Discovering the BC Coast - Circa 1950
"The mountains and forests of British Columbia are so gigantic that man seems puny, and his slight inroads are comparatively insignificant. If, as I believe, the function of the artist is to express his reactions to his environment, he cannot but record the overwhelming preponderance of Nature, and omit his human element. Trees 200 feet high and mountains ranging from five to fifteen thousand feet so outscale man and his works that one hardly notices his presence."
- Weston, Undated Note
Weston found his British art training too constraining for British Columbia’s unique coast. He once told a friend, "it took a while to realize that you couldn’t paint Vancouver harbour to look like the mouth of the Thames."(2) The fierce Canadian land demanded more from its artists.
He had to free himself from the old training and develop a style that expressed the character of his new country.(3) "I made up my mind to study and know these things [the trees, mountains and shoreline] and to me the best way was by drawing and painting them constantly."(4)
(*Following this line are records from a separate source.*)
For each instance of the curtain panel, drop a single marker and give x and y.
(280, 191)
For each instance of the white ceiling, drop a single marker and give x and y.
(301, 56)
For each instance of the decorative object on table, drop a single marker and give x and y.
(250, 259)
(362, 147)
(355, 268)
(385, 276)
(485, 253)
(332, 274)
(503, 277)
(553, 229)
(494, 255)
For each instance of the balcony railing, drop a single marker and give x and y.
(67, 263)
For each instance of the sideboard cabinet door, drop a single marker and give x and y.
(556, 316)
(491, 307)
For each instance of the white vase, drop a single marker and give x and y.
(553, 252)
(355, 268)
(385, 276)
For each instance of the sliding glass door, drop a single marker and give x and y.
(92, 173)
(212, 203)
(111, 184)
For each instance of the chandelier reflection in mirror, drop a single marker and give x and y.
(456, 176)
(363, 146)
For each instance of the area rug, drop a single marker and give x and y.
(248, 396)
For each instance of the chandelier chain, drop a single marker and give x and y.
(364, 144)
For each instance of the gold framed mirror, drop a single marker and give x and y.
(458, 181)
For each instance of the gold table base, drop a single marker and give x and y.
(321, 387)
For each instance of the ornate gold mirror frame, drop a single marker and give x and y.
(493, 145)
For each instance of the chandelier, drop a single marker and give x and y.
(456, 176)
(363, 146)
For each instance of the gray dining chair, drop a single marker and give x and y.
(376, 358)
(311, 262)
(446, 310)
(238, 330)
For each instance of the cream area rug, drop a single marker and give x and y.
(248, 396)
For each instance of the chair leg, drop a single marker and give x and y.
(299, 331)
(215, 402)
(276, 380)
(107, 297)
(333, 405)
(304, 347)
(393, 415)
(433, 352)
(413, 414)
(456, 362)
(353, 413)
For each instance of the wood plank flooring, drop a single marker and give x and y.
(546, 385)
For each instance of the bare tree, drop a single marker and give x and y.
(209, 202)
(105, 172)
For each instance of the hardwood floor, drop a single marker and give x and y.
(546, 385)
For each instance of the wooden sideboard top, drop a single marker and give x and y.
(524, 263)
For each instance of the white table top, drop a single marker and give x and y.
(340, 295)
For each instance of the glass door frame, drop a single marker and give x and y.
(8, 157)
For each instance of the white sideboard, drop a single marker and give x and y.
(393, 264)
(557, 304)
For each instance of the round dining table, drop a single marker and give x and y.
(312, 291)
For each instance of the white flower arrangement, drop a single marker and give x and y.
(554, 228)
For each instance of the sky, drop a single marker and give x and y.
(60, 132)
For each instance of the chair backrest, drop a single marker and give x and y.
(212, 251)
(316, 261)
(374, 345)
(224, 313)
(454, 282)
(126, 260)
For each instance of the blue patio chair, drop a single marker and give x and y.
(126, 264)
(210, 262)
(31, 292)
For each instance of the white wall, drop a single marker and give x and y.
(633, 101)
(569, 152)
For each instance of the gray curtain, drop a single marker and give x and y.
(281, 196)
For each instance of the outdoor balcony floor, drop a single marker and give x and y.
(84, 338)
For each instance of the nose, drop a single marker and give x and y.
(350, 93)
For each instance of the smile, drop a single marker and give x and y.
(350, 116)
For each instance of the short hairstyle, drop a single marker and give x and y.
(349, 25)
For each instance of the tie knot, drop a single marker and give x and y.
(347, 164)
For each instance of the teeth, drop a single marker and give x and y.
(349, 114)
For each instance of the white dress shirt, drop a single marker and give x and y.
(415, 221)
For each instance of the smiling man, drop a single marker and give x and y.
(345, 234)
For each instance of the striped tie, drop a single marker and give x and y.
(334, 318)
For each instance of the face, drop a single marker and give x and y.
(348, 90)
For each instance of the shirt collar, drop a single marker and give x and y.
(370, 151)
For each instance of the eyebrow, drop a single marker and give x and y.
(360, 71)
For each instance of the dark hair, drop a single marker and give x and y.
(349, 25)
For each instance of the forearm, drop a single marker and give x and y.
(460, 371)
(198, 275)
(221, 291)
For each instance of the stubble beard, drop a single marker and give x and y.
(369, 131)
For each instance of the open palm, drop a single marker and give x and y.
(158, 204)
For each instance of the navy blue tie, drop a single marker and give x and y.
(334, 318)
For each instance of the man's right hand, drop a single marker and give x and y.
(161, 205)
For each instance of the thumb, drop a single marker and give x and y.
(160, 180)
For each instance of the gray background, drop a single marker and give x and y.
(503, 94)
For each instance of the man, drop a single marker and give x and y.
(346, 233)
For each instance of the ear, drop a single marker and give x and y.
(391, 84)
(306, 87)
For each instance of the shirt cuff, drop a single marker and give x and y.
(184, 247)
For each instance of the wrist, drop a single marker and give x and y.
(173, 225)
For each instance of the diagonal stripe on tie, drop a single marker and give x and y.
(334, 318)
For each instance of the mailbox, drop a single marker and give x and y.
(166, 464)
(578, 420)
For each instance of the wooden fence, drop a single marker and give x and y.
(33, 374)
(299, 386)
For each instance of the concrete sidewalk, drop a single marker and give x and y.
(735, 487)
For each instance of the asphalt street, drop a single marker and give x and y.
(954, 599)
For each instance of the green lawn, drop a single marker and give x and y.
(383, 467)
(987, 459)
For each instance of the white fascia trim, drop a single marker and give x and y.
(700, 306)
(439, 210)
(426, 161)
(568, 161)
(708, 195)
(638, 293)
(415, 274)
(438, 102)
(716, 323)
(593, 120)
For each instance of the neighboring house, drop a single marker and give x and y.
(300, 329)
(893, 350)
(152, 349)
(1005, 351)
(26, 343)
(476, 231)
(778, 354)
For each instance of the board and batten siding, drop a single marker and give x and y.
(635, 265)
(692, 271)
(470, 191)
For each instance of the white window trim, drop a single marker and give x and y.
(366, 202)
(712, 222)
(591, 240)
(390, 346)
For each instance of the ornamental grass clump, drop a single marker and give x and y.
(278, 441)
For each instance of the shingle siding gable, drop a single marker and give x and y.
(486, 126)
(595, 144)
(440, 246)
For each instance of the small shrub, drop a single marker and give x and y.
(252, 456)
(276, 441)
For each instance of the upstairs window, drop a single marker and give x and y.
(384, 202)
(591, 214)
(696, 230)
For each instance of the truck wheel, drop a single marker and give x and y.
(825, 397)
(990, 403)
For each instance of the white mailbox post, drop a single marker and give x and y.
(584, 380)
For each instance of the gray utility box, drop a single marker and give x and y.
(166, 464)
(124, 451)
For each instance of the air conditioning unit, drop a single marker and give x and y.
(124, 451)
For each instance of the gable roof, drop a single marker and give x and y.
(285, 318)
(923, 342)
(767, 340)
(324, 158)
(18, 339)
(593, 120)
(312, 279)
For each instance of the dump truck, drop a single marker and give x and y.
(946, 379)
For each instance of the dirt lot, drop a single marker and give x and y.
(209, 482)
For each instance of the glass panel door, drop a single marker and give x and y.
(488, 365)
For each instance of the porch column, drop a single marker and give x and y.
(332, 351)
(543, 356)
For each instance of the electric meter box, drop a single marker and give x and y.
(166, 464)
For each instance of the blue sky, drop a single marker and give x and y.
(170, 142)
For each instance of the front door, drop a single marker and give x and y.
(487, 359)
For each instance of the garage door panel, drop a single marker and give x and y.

Weston wanted his audience to be able to recognize the forms in his work and felt that paintings should represent what can be seen.(5) He thought "good art should be universal and unique. It must be founded on experiences common to many."(6) But he didn’t want to represent people on the canvas. "You wouldn’t want to put people into the paintings," he once said. "You’d spoil the whole thing."(7)
The new environment sparked Weston’s lifelong investigation of the landscape, one that didn’t include people, only wilderness. He savored the "silence and the solitude"(8) of each tree and mountain peak with every brush stroke and pencil sketch.